Sadece şunu söylemek yeter: OFK Belgrad'a Kewell'ın tecrübesi yetti. Özel bir
oyuncu olduğunu yıllardır her seferinde kanıtlayan Avustralyalı belki
gençlik yıllarındaki süratinde değil, ancak taktik bilgisi, oyunu
okuma yeteneği ve sürekliliği
Galatasaray için
tarif edilmez bir avantaj. Sağlığı biraz daha yerinde olsa, daha önemlisi Galatasaray kadrosu daha "tam olsa" Türkiye'ye gelmiş en iyi, en çok iz bırakmış yabancılar arasına girecek. Talihsizliği, Prekazi ya da
Hagi gibi çok çok iyi
takımlara gelmemiş olması. Dün maçta ortaya koyduğu inisiyatif ve soğukkanlılık Galatasaray'ı farklı bir takım yaptı.
Avustralyalı ile birlikte Arda'nın,
Mustafa Sarp ve Sabri'nin de oyunun ciddiyetini özümsemiş olması, Galatasaray'ı maç genelinde diri tuttu.

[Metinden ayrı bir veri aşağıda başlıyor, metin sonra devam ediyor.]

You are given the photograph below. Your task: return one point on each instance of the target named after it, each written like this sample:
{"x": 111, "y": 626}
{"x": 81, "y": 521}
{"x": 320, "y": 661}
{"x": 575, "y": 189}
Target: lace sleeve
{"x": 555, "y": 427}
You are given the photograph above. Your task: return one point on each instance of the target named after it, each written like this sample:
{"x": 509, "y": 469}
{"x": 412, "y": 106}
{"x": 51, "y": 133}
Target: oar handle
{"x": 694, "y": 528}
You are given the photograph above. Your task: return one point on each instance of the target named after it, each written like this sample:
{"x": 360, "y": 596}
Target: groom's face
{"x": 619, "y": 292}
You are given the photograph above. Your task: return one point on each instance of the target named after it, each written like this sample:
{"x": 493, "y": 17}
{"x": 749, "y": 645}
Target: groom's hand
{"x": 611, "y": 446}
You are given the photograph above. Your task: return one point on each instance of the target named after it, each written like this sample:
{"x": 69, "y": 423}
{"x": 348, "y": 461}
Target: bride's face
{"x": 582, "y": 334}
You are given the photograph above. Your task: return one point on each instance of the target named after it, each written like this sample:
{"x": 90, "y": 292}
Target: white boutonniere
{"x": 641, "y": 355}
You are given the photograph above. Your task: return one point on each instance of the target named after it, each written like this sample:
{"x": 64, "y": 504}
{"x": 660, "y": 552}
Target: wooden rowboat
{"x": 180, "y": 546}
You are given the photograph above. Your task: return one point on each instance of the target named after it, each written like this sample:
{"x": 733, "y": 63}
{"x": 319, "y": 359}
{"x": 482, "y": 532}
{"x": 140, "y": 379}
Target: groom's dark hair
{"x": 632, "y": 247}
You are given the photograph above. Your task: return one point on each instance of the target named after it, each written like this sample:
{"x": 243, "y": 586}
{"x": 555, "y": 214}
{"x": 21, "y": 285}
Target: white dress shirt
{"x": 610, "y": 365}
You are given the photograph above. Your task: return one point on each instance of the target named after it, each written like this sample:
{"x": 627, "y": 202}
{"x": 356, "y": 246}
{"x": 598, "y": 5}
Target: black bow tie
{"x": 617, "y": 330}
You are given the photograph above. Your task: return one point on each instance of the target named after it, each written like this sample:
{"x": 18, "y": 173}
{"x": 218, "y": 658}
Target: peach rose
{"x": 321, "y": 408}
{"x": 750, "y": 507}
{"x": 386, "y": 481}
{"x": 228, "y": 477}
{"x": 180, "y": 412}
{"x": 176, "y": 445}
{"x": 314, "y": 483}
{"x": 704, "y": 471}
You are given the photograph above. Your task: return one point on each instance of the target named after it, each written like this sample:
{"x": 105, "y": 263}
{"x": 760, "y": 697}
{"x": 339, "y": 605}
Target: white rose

Aykut, goldeki fundamental hatası dışında zaman zaman yaptığı kurtarışlarında Galatasaray'ı ayakta tuttu. Sadece 2-1'den sonra ve ikinci yarının başında rakibin gençliğinden kaynaklanan direnciyle oyun Galatasaray kalesi çevresine yıkıldı ama bunun da altından kalktılar.
Genel olarak favori takımın kendisini çok zorlamadan rahat kazandığı bir maç oldu diyebiliriz. Yeni
transferlerden Pino'nun Galatasaray için bir
kazanç olma ihtimali yüksek.
Cana ise önüne yaratıcı bir oyuncu transfer edildiğinde kendisini tam olarak gösterecektir.
Olumsuz olarak söyleyebileceğimiz az sayıdaki olaydan biri kağıt üzerinde oldukça güçlü olan Galatasaray savunmasının zaman zaman düştüğü zor durumdu. Bu, orta saha oyuncularının top defanstayken boşa çıkma konusunda çok dikkatli davranmamalarından kaynaklanıyor.